Distributed computing framework
We consider a query optimization problem for iterative queries in distributed environment. Our techinique, OptIQ, removes redundant computations among different iterations by extending the traditional techniques of view materialization and incremental view evaluation. First, OptIQ decomposes iterative queries into invariant and variant views, and materializes the former view. Redundant computations are removed by reusing the materialized view among iterations. Second, OptIQ incrementally evaluates the variant view, so that redundant computations are removed by skipping the evaluation on converged tuples in the variant view. We verify the effectiveness of OptIQ both on MapReduce and Spark environments through the queries of PageRank and k-means clustering on real datasets.
Graph mining framework
Recent advances in information science have shown that linked data pervade our society and the natural world around us. Graphs have become increasingly important for representing complicated structures and schema-less data such as those generated by Wikipedia, Freebase, and various social networks. However, existing algorithms cannot handle large graphs efficiently, so fast algorithms are needed. We introduce two fast algorithms for identifying the top-k nodes of personalized PageRank and graph clustering. They outperform previous algorithms in terms of both speed and quality. Personalized PageRank and graph clustering are fundamental to many applications. Our algorithms allow many applications to be processed more efficiently and will help to improve the effectiveness of future applications. We are also considering a graph mining framework by which programmers easily integrate variety of graph mining algorithms to obtain hidden knowledge from large-scale graph data.

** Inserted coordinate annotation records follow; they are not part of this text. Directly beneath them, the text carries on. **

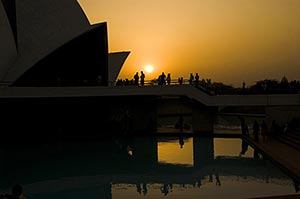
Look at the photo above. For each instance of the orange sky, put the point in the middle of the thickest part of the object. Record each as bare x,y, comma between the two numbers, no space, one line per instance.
227,41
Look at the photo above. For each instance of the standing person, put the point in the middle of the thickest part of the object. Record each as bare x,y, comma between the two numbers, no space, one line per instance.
197,79
255,130
136,79
244,88
264,130
142,78
169,79
191,80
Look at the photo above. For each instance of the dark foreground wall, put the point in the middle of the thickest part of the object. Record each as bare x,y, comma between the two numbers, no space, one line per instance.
47,119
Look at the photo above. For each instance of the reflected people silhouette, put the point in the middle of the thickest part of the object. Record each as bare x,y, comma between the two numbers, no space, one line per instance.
138,188
165,189
145,190
244,148
181,142
218,182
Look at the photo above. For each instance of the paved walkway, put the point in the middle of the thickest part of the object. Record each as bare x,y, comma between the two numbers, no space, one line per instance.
281,197
281,154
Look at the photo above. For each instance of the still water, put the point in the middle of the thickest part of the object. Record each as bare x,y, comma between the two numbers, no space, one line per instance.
140,167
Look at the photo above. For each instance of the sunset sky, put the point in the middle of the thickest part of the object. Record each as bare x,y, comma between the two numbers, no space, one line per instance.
227,41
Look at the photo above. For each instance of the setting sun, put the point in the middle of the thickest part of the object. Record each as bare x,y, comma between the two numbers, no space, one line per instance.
149,68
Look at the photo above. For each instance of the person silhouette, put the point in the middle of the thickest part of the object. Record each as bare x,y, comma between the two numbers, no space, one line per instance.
142,78
136,79
138,188
165,189
169,79
145,190
218,182
181,142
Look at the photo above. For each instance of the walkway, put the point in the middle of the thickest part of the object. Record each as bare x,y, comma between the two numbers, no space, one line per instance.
171,90
281,154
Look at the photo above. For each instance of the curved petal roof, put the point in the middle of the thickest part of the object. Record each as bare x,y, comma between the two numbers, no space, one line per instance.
43,26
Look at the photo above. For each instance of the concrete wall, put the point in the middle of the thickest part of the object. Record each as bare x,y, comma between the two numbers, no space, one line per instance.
8,51
43,26
281,114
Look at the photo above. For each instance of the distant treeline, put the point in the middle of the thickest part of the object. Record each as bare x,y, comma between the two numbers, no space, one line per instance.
267,86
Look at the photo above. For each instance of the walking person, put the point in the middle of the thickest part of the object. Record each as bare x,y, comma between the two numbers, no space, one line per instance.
191,80
142,78
255,130
264,130
136,79
169,79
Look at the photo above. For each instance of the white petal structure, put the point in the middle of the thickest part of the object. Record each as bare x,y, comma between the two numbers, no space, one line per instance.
55,44
115,63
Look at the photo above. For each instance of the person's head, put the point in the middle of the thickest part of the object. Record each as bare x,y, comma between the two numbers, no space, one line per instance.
17,190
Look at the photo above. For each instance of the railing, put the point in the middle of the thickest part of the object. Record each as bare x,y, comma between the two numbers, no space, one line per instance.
209,89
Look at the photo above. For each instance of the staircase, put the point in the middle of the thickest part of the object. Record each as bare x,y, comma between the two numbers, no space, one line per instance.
291,137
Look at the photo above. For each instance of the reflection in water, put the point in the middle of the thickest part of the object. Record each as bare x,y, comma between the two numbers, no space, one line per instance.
126,167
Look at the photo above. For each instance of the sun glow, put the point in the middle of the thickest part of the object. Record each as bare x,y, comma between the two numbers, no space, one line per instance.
149,68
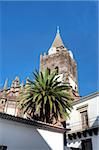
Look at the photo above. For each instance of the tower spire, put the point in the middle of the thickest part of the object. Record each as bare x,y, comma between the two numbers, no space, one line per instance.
58,30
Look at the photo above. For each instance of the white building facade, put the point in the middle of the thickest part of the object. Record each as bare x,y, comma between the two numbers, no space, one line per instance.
21,134
84,124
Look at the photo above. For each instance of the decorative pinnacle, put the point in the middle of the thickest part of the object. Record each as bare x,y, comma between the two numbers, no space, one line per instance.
58,29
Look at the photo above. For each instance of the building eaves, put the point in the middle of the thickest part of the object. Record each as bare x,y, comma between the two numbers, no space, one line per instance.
34,123
85,98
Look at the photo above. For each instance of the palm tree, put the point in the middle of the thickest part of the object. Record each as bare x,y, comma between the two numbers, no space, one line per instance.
46,97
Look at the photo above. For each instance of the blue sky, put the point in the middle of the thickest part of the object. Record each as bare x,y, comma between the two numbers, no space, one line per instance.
28,29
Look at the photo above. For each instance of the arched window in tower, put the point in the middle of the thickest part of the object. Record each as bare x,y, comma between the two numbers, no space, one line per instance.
48,70
57,69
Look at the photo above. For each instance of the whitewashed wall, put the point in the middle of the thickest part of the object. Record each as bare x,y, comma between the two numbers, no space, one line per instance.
93,117
18,136
93,113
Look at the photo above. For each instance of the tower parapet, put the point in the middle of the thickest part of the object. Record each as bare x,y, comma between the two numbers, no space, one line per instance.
60,57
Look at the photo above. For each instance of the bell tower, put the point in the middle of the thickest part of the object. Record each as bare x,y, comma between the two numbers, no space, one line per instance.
60,57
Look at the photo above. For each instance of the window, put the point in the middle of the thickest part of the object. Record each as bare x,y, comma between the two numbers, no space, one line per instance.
57,69
3,147
84,115
84,118
86,144
10,108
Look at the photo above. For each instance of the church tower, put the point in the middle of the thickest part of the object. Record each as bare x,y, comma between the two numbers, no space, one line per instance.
60,58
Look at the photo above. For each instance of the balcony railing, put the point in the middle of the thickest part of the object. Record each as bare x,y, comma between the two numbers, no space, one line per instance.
78,126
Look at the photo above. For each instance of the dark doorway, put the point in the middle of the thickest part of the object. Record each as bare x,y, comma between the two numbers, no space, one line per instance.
87,144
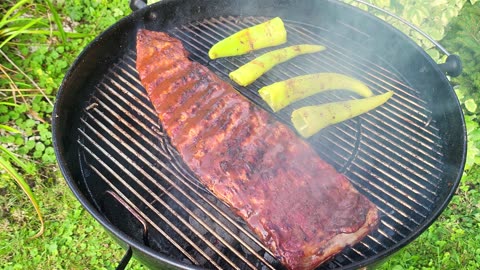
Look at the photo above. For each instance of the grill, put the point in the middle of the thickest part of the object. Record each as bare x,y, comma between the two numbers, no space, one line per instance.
394,155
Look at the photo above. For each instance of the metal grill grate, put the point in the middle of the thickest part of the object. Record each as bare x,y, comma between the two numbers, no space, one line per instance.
392,155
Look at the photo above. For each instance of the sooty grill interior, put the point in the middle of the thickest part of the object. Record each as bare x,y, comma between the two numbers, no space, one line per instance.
393,155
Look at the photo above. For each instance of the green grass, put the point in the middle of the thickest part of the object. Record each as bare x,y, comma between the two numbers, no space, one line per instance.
74,240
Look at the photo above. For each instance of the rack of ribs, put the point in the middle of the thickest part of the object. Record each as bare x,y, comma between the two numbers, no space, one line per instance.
298,205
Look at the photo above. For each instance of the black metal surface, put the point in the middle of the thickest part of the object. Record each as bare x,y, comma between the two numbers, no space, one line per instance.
407,157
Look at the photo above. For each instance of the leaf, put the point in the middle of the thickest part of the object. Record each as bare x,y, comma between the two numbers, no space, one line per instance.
57,20
470,105
7,167
9,129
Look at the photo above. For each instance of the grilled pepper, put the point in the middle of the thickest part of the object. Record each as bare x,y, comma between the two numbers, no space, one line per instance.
281,94
252,70
269,33
311,119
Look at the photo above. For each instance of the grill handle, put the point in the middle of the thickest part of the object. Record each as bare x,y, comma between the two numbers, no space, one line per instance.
452,66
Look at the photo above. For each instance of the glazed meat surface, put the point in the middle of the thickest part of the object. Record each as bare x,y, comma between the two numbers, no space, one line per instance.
297,204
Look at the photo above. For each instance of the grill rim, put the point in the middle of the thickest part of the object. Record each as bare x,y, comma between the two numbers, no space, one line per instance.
64,152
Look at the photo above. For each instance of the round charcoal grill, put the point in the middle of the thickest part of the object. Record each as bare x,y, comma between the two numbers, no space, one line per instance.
406,157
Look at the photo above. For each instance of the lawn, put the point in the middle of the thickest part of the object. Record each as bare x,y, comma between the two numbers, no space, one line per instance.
39,40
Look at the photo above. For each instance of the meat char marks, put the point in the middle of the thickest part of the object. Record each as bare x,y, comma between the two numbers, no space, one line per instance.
298,205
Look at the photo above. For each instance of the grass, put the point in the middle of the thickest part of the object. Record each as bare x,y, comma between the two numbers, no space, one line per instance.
72,238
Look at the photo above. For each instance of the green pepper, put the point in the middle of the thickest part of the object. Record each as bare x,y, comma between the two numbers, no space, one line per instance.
267,34
311,119
252,70
281,94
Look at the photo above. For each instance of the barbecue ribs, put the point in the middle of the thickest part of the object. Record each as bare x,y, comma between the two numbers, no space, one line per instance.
299,206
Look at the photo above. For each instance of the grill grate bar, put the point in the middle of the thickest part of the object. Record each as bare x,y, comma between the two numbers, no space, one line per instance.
387,175
166,167
381,199
153,194
129,94
114,93
335,143
132,205
308,35
414,134
379,76
119,179
173,184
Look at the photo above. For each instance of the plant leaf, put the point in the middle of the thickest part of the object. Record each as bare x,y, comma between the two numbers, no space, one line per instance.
20,31
470,105
57,20
5,165
9,129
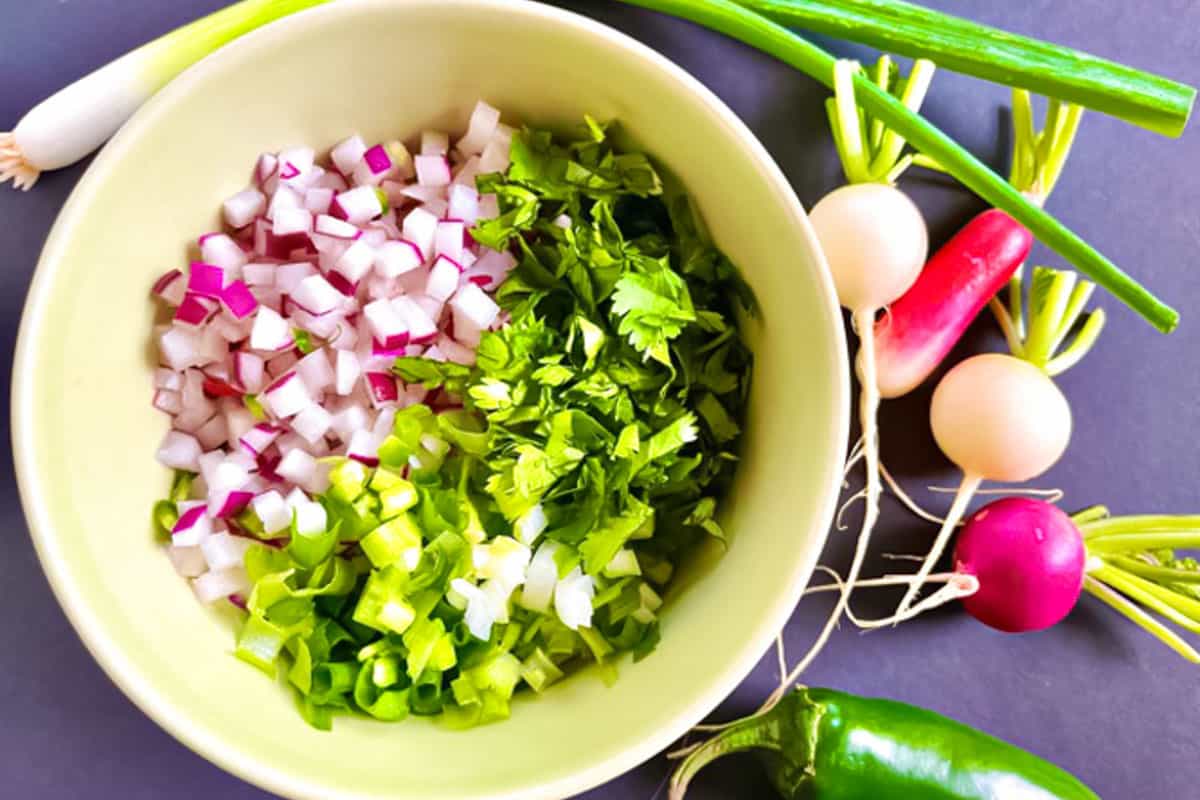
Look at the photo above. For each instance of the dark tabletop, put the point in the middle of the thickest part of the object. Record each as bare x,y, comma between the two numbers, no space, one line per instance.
1095,693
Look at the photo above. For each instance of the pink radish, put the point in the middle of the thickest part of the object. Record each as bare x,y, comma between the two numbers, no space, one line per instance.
924,325
1029,557
996,417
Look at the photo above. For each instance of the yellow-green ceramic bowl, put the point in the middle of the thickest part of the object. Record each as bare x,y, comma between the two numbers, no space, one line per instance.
85,433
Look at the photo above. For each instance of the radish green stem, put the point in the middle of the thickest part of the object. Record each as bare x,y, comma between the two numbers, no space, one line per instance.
1090,515
1137,523
1151,571
961,46
1151,540
1140,618
757,31
1182,611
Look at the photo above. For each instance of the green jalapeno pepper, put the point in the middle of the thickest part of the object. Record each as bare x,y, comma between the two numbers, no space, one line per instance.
819,744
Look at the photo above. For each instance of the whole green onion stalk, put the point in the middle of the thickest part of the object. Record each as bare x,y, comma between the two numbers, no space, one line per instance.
71,124
729,18
1133,567
963,46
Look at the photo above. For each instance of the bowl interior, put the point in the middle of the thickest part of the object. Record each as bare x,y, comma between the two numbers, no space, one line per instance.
85,433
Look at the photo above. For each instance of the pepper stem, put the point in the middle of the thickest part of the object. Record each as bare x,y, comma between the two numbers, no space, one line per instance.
753,733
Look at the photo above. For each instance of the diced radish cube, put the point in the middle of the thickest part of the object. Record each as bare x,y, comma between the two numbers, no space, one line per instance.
432,170
435,143
364,447
348,420
448,240
316,372
258,275
420,228
216,585
387,324
180,348
474,305
241,209
355,262
287,396
463,203
270,331
271,511
285,198
336,228
317,200
316,295
292,221
312,423
456,352
443,278
213,433
480,130
358,205
179,451
395,258
421,326
383,388
347,155
222,251
348,371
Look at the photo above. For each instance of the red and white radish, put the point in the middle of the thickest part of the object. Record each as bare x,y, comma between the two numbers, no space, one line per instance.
996,417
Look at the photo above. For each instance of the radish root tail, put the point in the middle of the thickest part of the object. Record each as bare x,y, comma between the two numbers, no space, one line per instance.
13,166
868,409
958,509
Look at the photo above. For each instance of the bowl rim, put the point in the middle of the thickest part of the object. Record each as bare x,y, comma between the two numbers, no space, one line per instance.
118,666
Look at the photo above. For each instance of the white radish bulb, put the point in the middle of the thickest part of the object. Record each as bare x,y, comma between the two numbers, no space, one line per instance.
875,241
1000,417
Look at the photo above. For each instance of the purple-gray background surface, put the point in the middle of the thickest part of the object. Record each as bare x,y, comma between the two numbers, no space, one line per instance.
1095,695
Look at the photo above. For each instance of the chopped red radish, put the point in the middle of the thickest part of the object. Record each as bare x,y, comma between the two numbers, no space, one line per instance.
420,228
258,275
238,299
358,205
287,396
347,154
355,262
317,200
292,221
243,208
222,251
448,240
316,372
395,258
316,295
435,143
382,386
358,262
443,278
463,203
480,130
432,170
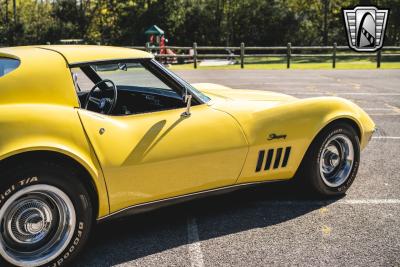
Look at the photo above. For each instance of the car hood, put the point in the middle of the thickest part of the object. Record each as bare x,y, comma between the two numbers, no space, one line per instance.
219,92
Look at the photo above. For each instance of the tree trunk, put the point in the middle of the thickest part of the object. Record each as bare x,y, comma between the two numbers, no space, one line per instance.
15,10
7,12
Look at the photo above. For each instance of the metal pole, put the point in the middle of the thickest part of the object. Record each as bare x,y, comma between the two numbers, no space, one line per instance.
242,55
334,55
378,59
289,52
195,55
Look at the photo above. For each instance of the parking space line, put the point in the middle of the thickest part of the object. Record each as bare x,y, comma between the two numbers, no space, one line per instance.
195,253
386,137
343,93
340,201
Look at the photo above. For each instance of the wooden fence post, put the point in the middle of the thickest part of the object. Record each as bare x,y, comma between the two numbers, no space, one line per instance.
289,52
378,59
242,55
195,55
334,55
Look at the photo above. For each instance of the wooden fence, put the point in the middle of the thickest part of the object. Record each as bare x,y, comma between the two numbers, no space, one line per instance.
243,52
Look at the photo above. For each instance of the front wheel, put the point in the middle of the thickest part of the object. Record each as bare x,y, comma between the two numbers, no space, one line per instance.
45,213
331,163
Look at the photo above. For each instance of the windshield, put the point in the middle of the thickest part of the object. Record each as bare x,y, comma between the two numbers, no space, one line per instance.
199,94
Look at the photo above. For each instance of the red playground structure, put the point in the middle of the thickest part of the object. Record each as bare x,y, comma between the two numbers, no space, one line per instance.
156,39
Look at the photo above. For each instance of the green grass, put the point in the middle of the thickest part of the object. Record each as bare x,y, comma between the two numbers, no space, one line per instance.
272,63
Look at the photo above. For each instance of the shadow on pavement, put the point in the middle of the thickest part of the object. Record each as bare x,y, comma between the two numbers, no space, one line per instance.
131,238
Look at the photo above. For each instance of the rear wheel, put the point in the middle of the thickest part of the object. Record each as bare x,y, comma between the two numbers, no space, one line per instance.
331,163
45,212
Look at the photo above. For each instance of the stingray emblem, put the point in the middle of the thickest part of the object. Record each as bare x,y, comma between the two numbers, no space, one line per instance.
365,27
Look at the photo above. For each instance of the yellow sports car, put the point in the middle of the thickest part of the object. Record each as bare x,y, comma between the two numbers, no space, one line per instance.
91,132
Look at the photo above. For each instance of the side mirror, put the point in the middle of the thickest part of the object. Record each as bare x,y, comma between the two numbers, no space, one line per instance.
188,101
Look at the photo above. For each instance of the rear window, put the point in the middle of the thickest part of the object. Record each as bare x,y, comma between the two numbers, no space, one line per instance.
7,65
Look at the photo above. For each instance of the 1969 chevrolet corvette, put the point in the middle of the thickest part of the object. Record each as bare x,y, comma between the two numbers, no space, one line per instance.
90,132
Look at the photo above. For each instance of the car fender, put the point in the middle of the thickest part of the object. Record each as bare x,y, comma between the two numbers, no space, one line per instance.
50,128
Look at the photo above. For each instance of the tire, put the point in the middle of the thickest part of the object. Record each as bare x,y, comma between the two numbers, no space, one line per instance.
324,170
46,214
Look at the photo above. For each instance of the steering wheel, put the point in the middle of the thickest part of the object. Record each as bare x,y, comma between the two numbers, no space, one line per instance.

We are working on developing conversation systems that understand what people say, how they feel, and react naturally like humans. Especially systems capable of chatting everyday conversation with people (called chatbots) are our target. Both search-based and generation-oriented approaches are our interests.
Search-based: Search and find appropriate utterances from a large-scale (previous) conversation data.
Generation-oriented: Generate utterances from scratch using various machine-learning approaches.
We are collaborating with Rinna Team at Microsoft Japan, under the program of MSRA CORE project.
Language barrier is the challenge for people: it causes miscommunication and misunderstanding. We tackle this challenge by research on machine translation. Specifically, machine translation based on neural network is our primary target. We are interested in machine translation on from major languages (like English and Japanese) to minor languages.
Language Learning Support
Everyone knows that learning languages is important but tough. We are developing systems that support language learners as well as language teachers. We have developed a system that automatically judges your English writing level and a lexical simplification method to help teachers adjust levels of their education materials.